Second Lives: Writing the Familiar with Fresh Insight
What subjects do we return to again and again in poems? What are the stories and ideas that just won’t let go? What do we notice when we write about the same events at different times in our lives? Sometimes we need the distance of time to see experiences through fresh eyes and to fully render them on the page. Using examples from her own work, Lisa Kwong will discuss how writing about familiar subjects at different ages has yielded new insights and stronger poems.

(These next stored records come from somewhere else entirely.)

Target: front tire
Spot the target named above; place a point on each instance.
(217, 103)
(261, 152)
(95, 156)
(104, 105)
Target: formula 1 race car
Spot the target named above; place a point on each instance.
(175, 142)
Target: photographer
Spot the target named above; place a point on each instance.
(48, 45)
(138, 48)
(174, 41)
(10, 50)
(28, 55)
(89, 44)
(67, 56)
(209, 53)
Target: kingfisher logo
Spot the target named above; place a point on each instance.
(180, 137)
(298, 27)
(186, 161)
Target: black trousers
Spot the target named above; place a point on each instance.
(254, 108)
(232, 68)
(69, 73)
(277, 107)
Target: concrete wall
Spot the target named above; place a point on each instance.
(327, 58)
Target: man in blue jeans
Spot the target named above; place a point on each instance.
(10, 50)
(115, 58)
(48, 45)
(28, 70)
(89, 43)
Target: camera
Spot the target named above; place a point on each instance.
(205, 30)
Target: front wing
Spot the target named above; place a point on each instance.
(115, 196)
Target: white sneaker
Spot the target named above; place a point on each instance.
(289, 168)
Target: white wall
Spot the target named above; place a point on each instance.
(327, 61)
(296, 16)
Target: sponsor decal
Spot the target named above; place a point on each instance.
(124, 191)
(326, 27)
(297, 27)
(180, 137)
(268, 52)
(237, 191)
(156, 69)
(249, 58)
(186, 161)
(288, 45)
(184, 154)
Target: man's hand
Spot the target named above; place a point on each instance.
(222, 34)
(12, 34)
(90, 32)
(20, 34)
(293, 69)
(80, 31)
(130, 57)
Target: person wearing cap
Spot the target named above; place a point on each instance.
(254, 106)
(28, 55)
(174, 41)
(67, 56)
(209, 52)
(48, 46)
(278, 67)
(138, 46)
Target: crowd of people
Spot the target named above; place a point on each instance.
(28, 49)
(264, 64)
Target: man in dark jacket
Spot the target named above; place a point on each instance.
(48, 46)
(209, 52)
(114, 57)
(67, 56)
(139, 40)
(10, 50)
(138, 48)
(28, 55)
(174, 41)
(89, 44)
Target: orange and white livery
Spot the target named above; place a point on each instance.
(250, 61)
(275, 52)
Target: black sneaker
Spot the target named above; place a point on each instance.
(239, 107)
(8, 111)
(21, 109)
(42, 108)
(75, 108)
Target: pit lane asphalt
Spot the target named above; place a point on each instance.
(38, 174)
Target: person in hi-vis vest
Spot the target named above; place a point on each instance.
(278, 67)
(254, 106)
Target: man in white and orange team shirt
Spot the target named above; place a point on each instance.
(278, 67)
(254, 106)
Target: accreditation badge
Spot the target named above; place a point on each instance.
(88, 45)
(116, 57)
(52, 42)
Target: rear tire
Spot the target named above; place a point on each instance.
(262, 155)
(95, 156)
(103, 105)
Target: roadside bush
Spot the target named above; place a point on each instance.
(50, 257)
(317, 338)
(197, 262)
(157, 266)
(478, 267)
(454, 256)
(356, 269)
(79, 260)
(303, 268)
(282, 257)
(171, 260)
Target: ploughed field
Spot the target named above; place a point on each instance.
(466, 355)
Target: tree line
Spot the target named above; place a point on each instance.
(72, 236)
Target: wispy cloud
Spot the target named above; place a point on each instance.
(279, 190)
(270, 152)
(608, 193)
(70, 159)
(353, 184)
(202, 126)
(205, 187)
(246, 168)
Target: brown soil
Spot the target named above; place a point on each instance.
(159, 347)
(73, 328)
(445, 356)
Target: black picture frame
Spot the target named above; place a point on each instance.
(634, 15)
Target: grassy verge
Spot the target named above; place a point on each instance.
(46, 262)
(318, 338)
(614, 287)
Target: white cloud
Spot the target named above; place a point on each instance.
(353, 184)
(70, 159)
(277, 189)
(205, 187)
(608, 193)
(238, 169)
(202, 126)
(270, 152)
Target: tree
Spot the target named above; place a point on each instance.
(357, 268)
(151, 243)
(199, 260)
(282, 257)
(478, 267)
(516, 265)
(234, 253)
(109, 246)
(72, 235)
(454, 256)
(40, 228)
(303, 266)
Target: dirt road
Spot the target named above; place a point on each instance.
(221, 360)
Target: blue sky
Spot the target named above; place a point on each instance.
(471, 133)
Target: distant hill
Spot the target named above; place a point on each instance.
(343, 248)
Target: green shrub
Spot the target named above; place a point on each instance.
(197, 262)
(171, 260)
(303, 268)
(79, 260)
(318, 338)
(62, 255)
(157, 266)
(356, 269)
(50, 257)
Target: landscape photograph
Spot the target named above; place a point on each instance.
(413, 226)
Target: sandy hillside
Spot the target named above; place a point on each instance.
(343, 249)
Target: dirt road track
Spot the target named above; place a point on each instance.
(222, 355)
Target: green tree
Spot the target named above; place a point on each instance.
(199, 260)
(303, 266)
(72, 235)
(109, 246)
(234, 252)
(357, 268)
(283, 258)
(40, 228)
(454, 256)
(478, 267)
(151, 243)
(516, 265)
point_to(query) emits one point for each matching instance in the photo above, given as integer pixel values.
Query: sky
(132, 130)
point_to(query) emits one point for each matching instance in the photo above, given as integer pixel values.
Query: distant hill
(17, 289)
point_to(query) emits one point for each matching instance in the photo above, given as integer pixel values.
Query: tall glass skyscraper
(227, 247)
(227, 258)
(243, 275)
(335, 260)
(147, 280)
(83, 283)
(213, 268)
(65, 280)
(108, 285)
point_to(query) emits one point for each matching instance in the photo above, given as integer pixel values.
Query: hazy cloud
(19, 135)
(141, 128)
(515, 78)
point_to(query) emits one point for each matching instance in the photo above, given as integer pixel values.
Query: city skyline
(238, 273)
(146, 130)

She will encourage participants to not be afraid of old drafts and to give them second lives.
This is an OnDemand webinar.
Instructor:
A native of Radford, Virginia, Lisa Kwong is AppalAsian, an Affrilachian Poet, and author of Becoming AppalAsian (Glass Lyre Press), a Weatherford Award in Poetry nominee. Her poetry and creative nonfiction have appeared in The Southern Poetry Anthology, Volume III: Contemporary Appalachia (Second Edition); Untelling Magazine, Women Speak, A Literary Field Guide to Southern Appalachia, Anthology of Appalachian Writers, Best New Poets, The Sleuth, Pluck!: The Journal of Affrilachian Arts and Culture, and other publications. She is a 2024 recipient of the City of Bloomington (Indiana) Arts Commission’s Artistic Advancement Grant and is currently working on her second book of poems and a memoir. A multidisciplinary educator, she teaches at Indiana University and Ivy Tech Community College.